Bypass, interposition 


If an occlusion is detected in a vascular segment, and it is unsuitable for desobliteration or if it is contraindicated due to the expected poor outcome, a form of bypassing may be performed to treat the occlusion. In these cases, the stenotic/ occluded vascular segment remains in place, and the bypass is anastomosed onto the healthy segments. This may be autogenous vein graft (most often the great saphenous vein), other homologous blood vessel, or synthetic graft. If autologous (great saphenous vein) or heterologous (donor vein or artery) blood vessels are used, the first step is the ligation of its side branches. Due to the presence of venous valves, vein grafts must be implanted in a reverse position, so that the valves would not inhibit blood flow; that is, the direction of the flow is from the direction of the thinner, originally distal, end. Anastomosis is performed either end-to-end or end-to-side, irrespective of the material of the graft. If anastomosed end-to-end, the involved artery is incised transversely, and the graft is circularly anastomosed onto the artery with monofilament suture. From a hemodynamic perspective, this solution is ideal. The other option is the end-to-side anastomosis, when a longitudinal arteriotomy is performed on the artery, and the graft is anastomosed onto this.

If the diseased segment is resected, and a graft is anastomosed end-to-end, it is termed an interposition (usually performed in the case of aneurysm or vascular injury).

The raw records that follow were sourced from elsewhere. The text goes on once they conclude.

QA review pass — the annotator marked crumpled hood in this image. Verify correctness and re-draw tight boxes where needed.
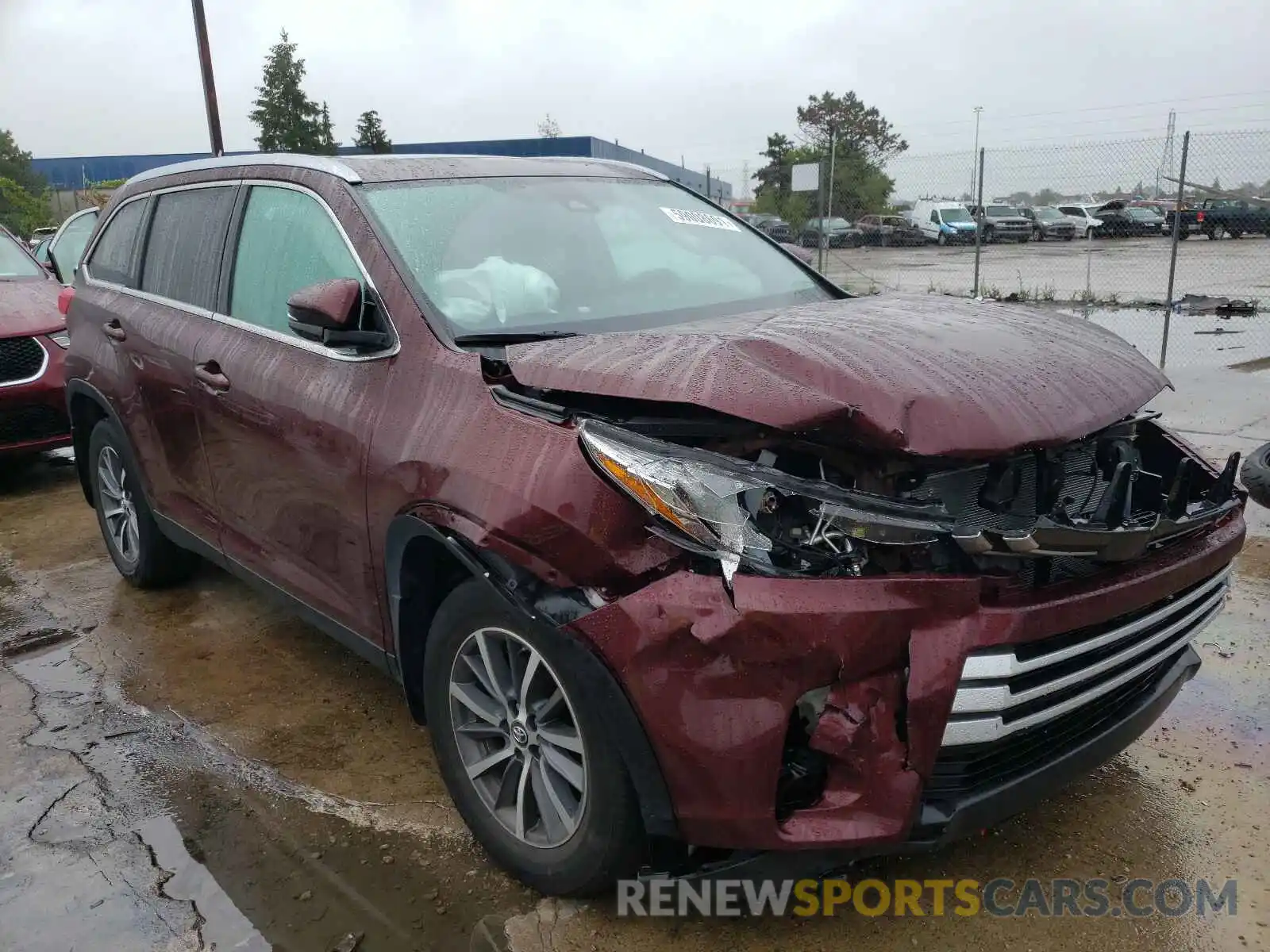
[506,294,1170,457]
[0,278,66,338]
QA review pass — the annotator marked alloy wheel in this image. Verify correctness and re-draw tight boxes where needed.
[449,627,587,848]
[97,447,141,565]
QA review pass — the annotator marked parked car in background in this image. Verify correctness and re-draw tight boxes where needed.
[48,208,100,284]
[972,205,1033,245]
[60,154,1245,893]
[1058,205,1103,237]
[1094,202,1164,237]
[1164,198,1270,239]
[27,227,57,248]
[856,214,926,246]
[1018,205,1076,241]
[0,227,71,466]
[910,199,978,245]
[749,214,792,243]
[798,218,860,248]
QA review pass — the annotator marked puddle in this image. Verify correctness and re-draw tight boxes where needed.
[0,459,1270,952]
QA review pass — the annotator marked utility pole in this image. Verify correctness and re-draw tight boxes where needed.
[970,106,983,195]
[829,123,838,225]
[190,0,225,156]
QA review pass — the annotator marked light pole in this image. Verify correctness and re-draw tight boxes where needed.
[190,0,225,156]
[970,106,983,201]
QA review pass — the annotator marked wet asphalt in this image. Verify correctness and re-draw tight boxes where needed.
[0,360,1270,952]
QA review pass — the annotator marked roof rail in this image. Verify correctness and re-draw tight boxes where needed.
[125,152,362,186]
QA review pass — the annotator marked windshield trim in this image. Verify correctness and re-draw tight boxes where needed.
[0,228,48,281]
[349,175,857,353]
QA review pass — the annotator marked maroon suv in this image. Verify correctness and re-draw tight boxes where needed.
[60,155,1243,892]
[0,227,71,465]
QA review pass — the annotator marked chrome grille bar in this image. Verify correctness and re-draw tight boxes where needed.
[961,566,1234,684]
[942,567,1230,747]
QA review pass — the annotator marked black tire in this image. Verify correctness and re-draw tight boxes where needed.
[423,579,646,896]
[87,420,198,589]
[1240,443,1270,508]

However, if the detached blood vessel is anastomosed to a different nearby blood vessel, it is referred to as transposition. 


Vascular graft materials


If biological material is implanted into a biological organism with therapeutic intent, it is referred to as transplantation.

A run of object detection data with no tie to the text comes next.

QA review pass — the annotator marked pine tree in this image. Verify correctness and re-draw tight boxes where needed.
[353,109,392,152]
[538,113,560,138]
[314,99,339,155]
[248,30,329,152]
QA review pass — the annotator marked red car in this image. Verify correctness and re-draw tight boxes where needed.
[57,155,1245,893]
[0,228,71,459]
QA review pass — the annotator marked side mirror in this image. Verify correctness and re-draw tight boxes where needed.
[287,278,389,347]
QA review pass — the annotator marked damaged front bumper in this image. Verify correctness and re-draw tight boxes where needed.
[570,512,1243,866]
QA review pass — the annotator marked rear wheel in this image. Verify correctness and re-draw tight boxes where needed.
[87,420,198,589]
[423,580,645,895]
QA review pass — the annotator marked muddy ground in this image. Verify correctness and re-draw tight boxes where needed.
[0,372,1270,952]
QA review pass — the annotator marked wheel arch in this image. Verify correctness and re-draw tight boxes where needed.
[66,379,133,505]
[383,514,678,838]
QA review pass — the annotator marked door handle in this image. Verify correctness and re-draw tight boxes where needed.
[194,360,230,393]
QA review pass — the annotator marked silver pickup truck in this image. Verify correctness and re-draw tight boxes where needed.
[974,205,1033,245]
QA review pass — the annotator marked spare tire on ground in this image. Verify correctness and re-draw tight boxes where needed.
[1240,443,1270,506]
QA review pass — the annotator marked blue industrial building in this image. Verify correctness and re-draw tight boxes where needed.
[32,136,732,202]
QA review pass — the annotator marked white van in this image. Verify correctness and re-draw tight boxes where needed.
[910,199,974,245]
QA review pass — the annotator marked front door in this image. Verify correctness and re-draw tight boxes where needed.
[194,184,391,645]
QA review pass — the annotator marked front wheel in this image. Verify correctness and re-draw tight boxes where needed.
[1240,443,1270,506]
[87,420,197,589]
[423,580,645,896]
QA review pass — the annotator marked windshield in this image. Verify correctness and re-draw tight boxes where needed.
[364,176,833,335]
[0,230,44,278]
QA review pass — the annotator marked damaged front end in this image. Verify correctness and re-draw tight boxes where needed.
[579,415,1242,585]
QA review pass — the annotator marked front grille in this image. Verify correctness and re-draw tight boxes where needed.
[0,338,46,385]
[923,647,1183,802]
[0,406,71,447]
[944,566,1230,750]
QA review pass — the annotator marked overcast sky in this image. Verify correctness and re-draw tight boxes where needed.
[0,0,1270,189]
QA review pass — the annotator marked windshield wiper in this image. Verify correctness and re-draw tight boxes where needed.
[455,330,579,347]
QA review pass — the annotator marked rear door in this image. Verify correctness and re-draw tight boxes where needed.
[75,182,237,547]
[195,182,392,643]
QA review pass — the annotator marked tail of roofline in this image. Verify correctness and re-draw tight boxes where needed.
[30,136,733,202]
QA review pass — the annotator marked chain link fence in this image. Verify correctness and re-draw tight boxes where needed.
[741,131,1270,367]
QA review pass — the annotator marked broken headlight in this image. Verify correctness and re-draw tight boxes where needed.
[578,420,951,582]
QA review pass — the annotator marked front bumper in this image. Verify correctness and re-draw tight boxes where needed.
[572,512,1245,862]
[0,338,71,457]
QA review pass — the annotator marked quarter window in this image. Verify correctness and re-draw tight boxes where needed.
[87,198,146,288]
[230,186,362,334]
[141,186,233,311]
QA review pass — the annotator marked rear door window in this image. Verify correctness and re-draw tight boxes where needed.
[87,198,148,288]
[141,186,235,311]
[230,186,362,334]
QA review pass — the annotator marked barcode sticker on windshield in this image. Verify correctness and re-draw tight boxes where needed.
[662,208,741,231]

Autologous grafts (autograft)


In this case, the patient’s own blood vessel (usually a vein) is used during bypass. Autogenous vascular grafts remain unobstructed for the longest in time, and resist infection the most effectively. Both the great or small saphenous vein may be used, as well as the cephalic vein, or even the femoral vein. Arterial  segments can also be used either as a patch or as a shorter interposition. For example, previously occluded segments of the superficial femoral artery may be used after desobliteration. 


Homologous grafts (homograft, allograft)


In this case, human blood vessels are used, which, after a special freezing process, may be stored for long time at ‑110°C (in a homograft bank). Any artery may be used from the aorta to the popliteal artery, along with veins from the vena cava to the popliteal veins and the previously mentioned superficial veins. These materials have a worse rate of remaining unobstructed, and are less resistant against infections than autologous blood vessels. However, in case of infection, homologous implants have better results against infection than synthetic grafts. Rejection does not occur. In this case, the genotype does not matter.

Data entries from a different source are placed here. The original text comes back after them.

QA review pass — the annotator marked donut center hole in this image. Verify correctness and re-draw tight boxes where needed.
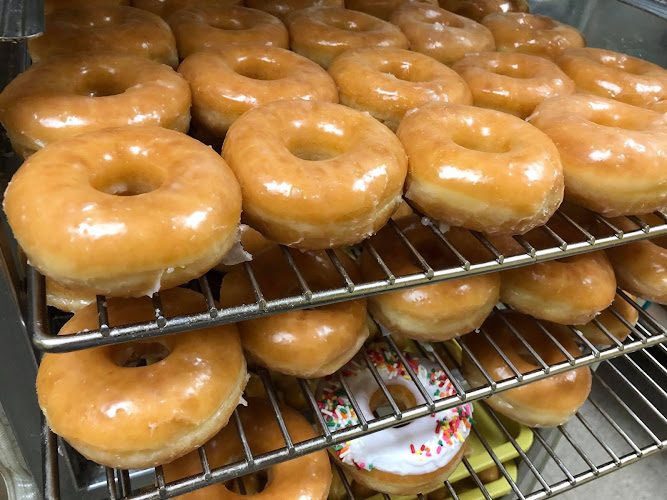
[380,61,423,82]
[90,164,165,196]
[369,384,417,427]
[452,134,510,153]
[209,17,247,31]
[491,64,532,78]
[329,18,367,33]
[112,342,169,368]
[288,134,344,161]
[225,470,269,495]
[234,59,285,81]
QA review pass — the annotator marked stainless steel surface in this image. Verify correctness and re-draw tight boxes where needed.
[28,211,667,352]
[40,302,667,500]
[0,0,44,41]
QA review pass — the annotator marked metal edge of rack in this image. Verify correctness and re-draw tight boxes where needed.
[28,217,667,352]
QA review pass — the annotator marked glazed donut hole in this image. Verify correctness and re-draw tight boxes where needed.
[89,161,167,196]
[111,341,171,368]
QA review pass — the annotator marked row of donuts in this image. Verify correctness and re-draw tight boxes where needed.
[37,282,590,498]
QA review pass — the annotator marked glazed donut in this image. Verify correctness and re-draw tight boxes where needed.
[44,0,130,15]
[169,4,289,59]
[528,94,667,217]
[245,0,345,20]
[28,6,178,68]
[318,349,473,495]
[557,48,667,107]
[481,12,586,59]
[452,52,575,118]
[220,247,368,378]
[45,278,95,312]
[0,53,190,158]
[397,103,563,234]
[345,0,438,21]
[391,3,496,64]
[178,45,338,139]
[132,0,243,19]
[4,127,241,297]
[461,311,591,427]
[222,100,407,250]
[328,47,472,131]
[361,215,500,341]
[577,294,639,345]
[439,0,530,23]
[285,7,408,68]
[607,215,667,305]
[164,398,332,500]
[500,252,616,325]
[37,288,246,469]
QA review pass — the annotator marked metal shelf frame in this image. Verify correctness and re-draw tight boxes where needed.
[28,210,667,352]
[44,296,667,500]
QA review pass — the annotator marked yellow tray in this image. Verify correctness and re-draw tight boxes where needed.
[366,402,533,500]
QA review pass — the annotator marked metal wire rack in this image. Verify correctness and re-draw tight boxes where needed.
[44,296,667,500]
[28,210,667,352]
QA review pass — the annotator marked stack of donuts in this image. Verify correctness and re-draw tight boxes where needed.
[0,0,667,499]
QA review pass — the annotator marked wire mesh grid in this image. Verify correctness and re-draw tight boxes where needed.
[28,210,667,352]
[44,296,667,500]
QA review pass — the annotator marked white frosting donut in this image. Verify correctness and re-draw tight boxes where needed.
[318,349,474,476]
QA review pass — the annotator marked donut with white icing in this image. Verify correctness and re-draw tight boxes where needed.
[318,349,474,495]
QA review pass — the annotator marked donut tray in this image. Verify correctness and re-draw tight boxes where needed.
[27,210,667,352]
[43,298,667,500]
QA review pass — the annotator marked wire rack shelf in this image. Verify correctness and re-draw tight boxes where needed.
[27,210,667,352]
[44,290,667,500]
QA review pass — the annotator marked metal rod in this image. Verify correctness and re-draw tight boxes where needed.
[257,369,295,456]
[389,219,434,278]
[243,262,266,311]
[151,292,167,328]
[363,240,396,285]
[325,248,355,292]
[280,245,313,300]
[197,275,218,319]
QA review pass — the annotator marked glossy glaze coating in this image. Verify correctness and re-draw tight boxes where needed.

Heterologous grafts (xenograft)


Transplantation between different species is called heterologous. In (human) vascular surgery, the most commonly used xenografts come from cattle (bovine graft).


Synthetic vascular grafts


The disadvantage of these synthetic blood vessels compared to biological material is that they are less resistant against infections. If an infection is present in the bloodstream, microbes may accumulate and proliferate on the graft. This may lead to the occlusion of the graft, the failure of the anastomosis, pulsing hematoma, and, ultimately, fatal hemorrhaging. There are two basic materials in this group: Dacron and polytetrafluorethylene (PTFE or teflon). Synthetic blood vessels may be woven or knitted from Dacron strands, while PTFE grafts are molded. A mix of graft material and stent yields stentgrafts (Figure 6). When the bypass runs over joints, the synthetic grafts may break, which leads to occlusion. In order to prevent this,the prostheses are externally reinforced with rings or synthetic coils, making them more resistant to bending and breaking. There are grafts that are impregnated with antibiotics and silver nitrate. These may resist infections better, but so far, the results are mostly convincing in the area of prevention of infections. If an infection is already present, the safest option is to use biological grafts.